Park began his UC career as a professor of botany and plant biology at UC Berkeley in 1960. He served as a department chair, provost and dean of the College of Letters and Sciences from 1972 to 1980, and he held the campus’s second-highest administrative post – equivalent to today’s vice chancellor and provost position – from 1980 to 1990.
He left the UC system briefly in 1994 to serve as interim chancellor at the University of Colorado, Boulder, but returned in 1997. Among his new duties was to assist in planning the first new UC campus since 1965, later identified as UC Merced.
From 2000 to 2001, Park worked to help establish the UC Merced campus by serving as senior associate for academic development. In that role, he worked with founding Chancellor Carol Tomlinson-Keasey on the early academic planning and recruitment of senior administrators for the campus.
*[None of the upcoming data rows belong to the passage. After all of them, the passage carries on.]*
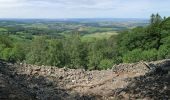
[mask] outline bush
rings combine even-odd
[[[144,61],[154,61],[157,60],[157,50],[145,50],[142,52],[142,60]]]
[[[129,51],[127,54],[123,56],[123,62],[131,63],[137,62],[142,59],[142,50],[141,49],[134,49],[133,51]]]
[[[170,47],[161,45],[158,50],[158,59],[170,58]]]
[[[99,69],[108,69],[108,68],[112,68],[112,66],[113,66],[113,60],[103,59],[102,61],[100,61]]]

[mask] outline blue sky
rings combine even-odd
[[[170,16],[170,0],[0,0],[0,18],[148,18]]]

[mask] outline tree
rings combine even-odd
[[[31,64],[42,65],[46,64],[46,37],[36,37],[30,47],[30,52],[27,54],[26,61]]]

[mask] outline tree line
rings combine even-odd
[[[61,39],[34,36],[17,40],[0,35],[0,58],[36,65],[107,69],[114,64],[170,58],[170,17],[152,14],[150,24],[113,35],[108,39],[82,42],[80,33]]]

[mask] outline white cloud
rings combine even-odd
[[[170,15],[169,0],[0,0],[0,17],[148,17]]]

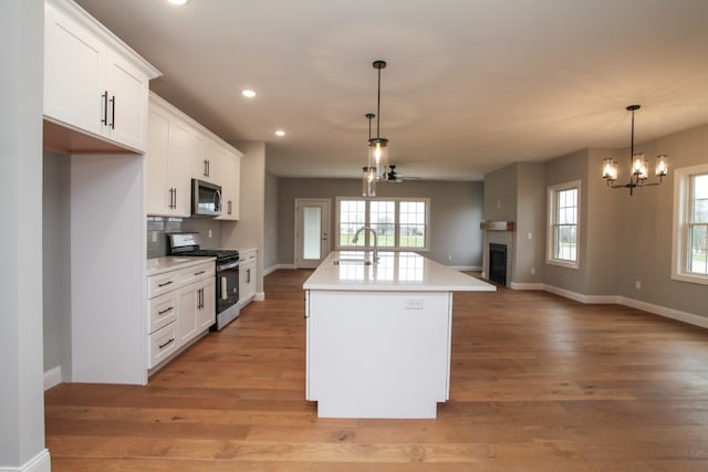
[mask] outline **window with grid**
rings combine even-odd
[[[580,181],[549,188],[548,262],[577,269]]]
[[[671,277],[708,284],[708,165],[677,169]]]
[[[376,231],[378,247],[393,250],[428,250],[429,199],[337,198],[337,249],[373,247],[369,232],[356,231],[369,225]]]

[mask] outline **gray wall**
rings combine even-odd
[[[278,179],[278,260],[294,262],[295,198],[332,201],[334,234],[336,197],[361,197],[358,179]],[[482,182],[406,181],[382,183],[377,196],[430,198],[430,251],[426,256],[446,265],[481,268]],[[334,248],[332,248],[334,249]]]
[[[545,204],[545,169],[543,162],[521,162],[516,167],[519,181],[512,280],[539,283],[545,266],[545,213],[538,211]]]
[[[669,176],[658,187],[612,190],[618,212],[616,241],[620,249],[616,290],[620,295],[660,306],[708,316],[708,286],[670,279],[674,177],[671,169],[705,164],[708,160],[708,125],[676,133],[639,146],[647,158],[668,154]],[[628,166],[629,150],[618,155]],[[621,176],[625,179],[625,176]],[[610,190],[608,190],[610,191]],[[634,287],[635,281],[642,289]]]
[[[0,1],[0,469],[49,470],[42,384],[40,0]]]
[[[628,179],[629,149],[584,149],[548,160],[541,165],[542,170],[537,165],[516,164],[487,176],[485,219],[518,222],[519,248],[512,282],[544,283],[589,296],[620,295],[708,317],[706,285],[670,279],[671,170],[706,162],[708,125],[635,147],[649,159],[657,154],[669,155],[669,176],[663,185],[637,189],[632,197],[626,188],[607,188],[601,177],[602,160],[614,157],[620,162],[624,174],[620,175],[618,182],[624,183]],[[581,181],[580,269],[576,270],[545,264],[546,189],[573,180]],[[527,239],[527,224],[537,228],[539,238]],[[535,279],[527,275],[524,258],[530,258],[531,252],[543,263],[541,272],[537,266]],[[636,282],[642,284],[638,290]]]
[[[44,151],[42,276],[44,370],[71,373],[71,157]]]
[[[266,172],[266,234],[263,270],[278,265],[278,177]]]
[[[222,248],[258,248],[256,290],[263,292],[263,228],[266,213],[266,143],[229,143],[243,153],[241,158],[241,182],[239,221],[221,224]]]

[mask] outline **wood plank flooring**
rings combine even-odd
[[[146,387],[46,391],[52,470],[708,471],[708,331],[543,292],[455,295],[437,420],[317,419],[309,274],[266,277]]]

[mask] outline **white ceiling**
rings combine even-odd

A man of many and varied interests, Park found time to become an accomplished sailor, musician, pilot and vintner while not actively engaged in academic pursuits. In recent years he served as a close advisor to UC system leadership in helping to weather brutal funding cutbacks resulting from the state’s budget shortfalls. He also published a book, "It’s Only the Janitor: A Handbook for New Academic Administrators," summing up lessons learned during his lengthy career in senior administrative management.
Park is survived by his wife, Cathy, three children, a stepson and eight grandchildren. A celebration of his life will be held Friday, Oct. 11, at 4 p.m. in the Great Hall of the Faculty Club on the Berkeley campus.